When does chain-of-thought improve safety? Evidence from 18 models across 5 families
Headline result
In four of five matched reasoning/instruct families, chain-of-thought does not improve safety calibration. Only DeepSeek R1 breaks the pattern, and a distillation experiment shows its advantage requires GRPO reinforcement learning, not supervised imitation of reasoning traces.
Method in brief
Eighteen models across five matched reasoning/instruct families are evaluated on a safety-calibration battery using a validated trace taxonomy that separates genuinely deliberative reasoning from assessment-only patterns. A distillation experiment isolates whether GRPO is necessary for the effect, and a suppression experiment tests whether models can suppress their own chain-of-thought on demand.
Key Contributions
- Evaluates 18 models across 5 matched reasoning/instruct families on safety calibration, finding that in 4 of 5 families chain-of-thought does not improve refusal accuracy.
- Validated trace taxonomy distinguishing genuinely deliberative reasoning traces (balanced accuracy on harmful and benign prompts) from assessment-only traces (dangerous benign-good / harmful-bad asymmetry).
- Distillation experiment shows that DeepSeek R1's safety advantage requires GRPO reinforcement learning and is not recoverable by supervised imitation of its reasoning traces.
- Suppression experiment finds that 5 of 7 reasoning models cannot suppress their chain-of-thought when instructed; among the two that comply, calibration outcomes diverge.
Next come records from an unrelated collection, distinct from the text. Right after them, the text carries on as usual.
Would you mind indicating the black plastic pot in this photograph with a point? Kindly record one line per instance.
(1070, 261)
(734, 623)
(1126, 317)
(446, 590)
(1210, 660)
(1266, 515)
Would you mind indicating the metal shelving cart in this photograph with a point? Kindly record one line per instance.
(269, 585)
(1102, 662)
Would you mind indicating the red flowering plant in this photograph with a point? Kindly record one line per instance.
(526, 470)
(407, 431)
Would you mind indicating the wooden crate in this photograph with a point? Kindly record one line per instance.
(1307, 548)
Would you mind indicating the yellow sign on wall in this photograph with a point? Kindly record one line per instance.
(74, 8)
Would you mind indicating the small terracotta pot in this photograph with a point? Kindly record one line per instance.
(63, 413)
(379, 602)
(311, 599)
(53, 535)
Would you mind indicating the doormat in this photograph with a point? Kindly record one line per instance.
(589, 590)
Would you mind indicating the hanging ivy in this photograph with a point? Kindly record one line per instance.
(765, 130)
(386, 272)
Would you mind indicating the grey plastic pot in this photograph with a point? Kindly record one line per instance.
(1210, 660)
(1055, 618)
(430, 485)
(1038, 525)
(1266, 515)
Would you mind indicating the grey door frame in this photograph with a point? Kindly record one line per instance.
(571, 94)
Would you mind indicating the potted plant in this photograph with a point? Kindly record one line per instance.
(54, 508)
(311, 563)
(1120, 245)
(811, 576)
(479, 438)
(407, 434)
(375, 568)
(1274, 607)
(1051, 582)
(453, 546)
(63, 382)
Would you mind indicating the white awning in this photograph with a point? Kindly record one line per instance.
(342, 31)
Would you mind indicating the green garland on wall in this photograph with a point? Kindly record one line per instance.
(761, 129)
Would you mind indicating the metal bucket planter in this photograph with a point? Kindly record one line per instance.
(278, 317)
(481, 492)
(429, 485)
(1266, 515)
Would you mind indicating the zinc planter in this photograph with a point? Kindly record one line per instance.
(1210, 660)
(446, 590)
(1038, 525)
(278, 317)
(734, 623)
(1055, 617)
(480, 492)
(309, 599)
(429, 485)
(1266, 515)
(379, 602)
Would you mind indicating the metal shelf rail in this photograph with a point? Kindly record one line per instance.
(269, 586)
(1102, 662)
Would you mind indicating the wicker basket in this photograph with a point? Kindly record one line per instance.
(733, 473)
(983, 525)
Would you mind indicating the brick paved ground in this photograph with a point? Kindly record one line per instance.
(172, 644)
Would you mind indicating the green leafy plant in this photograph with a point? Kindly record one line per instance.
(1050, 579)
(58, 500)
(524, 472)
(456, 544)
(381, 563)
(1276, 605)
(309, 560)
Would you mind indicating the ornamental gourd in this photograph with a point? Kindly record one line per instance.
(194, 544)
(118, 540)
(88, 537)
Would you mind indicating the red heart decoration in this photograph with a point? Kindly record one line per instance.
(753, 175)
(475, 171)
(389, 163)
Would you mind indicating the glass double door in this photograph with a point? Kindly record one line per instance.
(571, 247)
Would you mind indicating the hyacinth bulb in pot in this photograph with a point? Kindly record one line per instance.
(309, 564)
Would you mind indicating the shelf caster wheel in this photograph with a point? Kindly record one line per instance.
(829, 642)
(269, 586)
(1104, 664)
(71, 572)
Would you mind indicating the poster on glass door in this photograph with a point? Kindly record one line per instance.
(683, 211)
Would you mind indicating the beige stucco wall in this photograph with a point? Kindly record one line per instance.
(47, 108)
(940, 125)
- Concludes that on adversarial benchmarks the training objective dominates the reasoning itself, while on naturalistic queries the reasoning/instruct gap is small — runtime reasoning matters most precisely where adversarial pressure is highest.
Abstract
Reasoning models deliberate visibly about whether to refuse or comply with a request in their chain-of-thought traces. Whether this deliberation improves safety calibration — refusing harmful prompts without over-refusing benign ones — is an open question. We evaluate 18 models across 5 matched reasoning/instruct families and find the effect is heterogeneous: in 4 of 5 families, reasoning does not improve calibration, with DeepSeek R1 as the sole exception. A validated trace taxonomy reveals why: genuinely deliberative traces achieve balanced accuracy across harmful and benign prompts, while assessment-only traces create a dangerous asymmetry — performing well on benign prompts but failing on the harmful ones that matter most. The training objective, not deliberation frequency, determines which pattern emerges. A distillation experiment shows that R1's advantage requires GRPO reinforcement learning, not supervised imitation of reasoning traces. In a suppression experiment, 5 of 7 reasoning models cannot suppress their chain-of-thought; among the two that comply, one degrades and one preserves calibration, suggesting that runtime reasoning's contribution varies across models. On adversarial benchmarks, adding chain-of-thought does not automatically improve safety; the training objective matters more than the reasoning itself. On naturalistic queries, the reasoning/instruct gap is small, suggesting the distinction matters most where it counts: under adversarial pressure.